Welcome to the world of wicked problems.
I touched on this topic in relation to the UK elections, but it is worth expanding on in relation to Deepwater. Almost 40 years ago, the social scientist Horst Rittel proposed the term “wicked problems” as a way of trying to understand why some challenges were intractable and highly difficult to deal with. Wicked problems shared certain characteristics, in his view. First, they were hard to define. (Is Deepwater an issue of technology, safety, policy, or environmental policy?

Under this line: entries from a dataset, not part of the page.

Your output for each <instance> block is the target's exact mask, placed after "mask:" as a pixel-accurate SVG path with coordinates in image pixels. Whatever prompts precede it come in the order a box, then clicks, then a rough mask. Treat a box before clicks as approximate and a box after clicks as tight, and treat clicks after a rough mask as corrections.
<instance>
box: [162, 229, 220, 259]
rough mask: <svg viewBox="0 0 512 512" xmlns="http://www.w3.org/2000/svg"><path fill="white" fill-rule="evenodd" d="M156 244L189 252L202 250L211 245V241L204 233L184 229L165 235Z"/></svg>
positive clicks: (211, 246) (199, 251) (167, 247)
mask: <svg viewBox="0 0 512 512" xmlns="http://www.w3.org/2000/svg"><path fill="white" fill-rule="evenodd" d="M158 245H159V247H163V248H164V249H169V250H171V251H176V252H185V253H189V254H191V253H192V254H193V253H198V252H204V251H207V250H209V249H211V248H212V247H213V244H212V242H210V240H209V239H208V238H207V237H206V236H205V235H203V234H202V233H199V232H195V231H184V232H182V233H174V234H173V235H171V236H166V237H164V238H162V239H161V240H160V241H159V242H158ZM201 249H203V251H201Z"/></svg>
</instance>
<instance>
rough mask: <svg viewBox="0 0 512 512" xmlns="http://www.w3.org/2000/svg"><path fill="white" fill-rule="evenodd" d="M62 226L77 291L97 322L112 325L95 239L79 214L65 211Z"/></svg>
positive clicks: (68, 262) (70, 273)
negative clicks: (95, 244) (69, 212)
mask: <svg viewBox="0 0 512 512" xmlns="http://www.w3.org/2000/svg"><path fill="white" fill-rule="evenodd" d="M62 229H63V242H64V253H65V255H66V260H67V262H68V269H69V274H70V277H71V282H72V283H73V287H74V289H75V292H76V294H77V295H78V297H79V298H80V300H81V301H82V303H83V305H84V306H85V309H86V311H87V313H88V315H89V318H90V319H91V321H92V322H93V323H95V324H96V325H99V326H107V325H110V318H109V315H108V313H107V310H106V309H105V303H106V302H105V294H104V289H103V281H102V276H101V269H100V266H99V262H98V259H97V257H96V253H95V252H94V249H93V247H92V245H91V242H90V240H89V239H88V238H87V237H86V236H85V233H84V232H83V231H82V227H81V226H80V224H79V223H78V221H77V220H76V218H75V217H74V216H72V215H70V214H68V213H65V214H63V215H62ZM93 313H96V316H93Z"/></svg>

Yes.) Second, they involved many different and hard to reconcile perspectives? (For sure, in this case.) Third, solutions weren’t true or false, but better or worse, and hard to test in advance. (Yep.) And fourth, the result is a brace of conflicting opinions. (Definitely.)
So there may be an important, teachable element to the Deepwater story. While we would have all preferred a straightforward technological success story (top kill worked and it’s Miller time), the failure goes much further. It’s about how we look at our preparedness to address complex challenges and how we might deal with them better in the future. Because we are in an era of wicked problems, folks, and something like this, sadly, is bound to happen again. And again.
How do you deal with wicked problems? The key for Rittel was bringing a highly creative process to bear and collecting all stakeholders and viewpoints under one roof to engage in the work. He felt it important not to give in to the temptation to simplify, but rather to examine the challenge in all its complexity. Some of this is reflected in our president’s recent statement, We will take ideas from anywhere. That’s crucially important, but success is not just about ideas – it’s what you do with them to make them happen and when, as well as how you use the convening power of government to create blended solutions and fast synchronization among divergent parties.
Where can we find some best or at least promising practices? Certainly the military is in the wicked problems business. And in that culture, you find situation rooms, sophisticated approaches to command and control, experience in crisis management, mental rehearsal and training to think the unthinkable, and investment in leadership development. But comparable capabilities still seem lacking for the kind of societal disaster that is Deepwater. And they are desperately needed to generate the kind of divergent thinking appropriate to wicked problems. In the Deepwater story, it took a long while for academic expertise to be allowed into the tent and for the full weight of government expertise to make itself known once we had resolved a few little problems in the Minerals Management Service.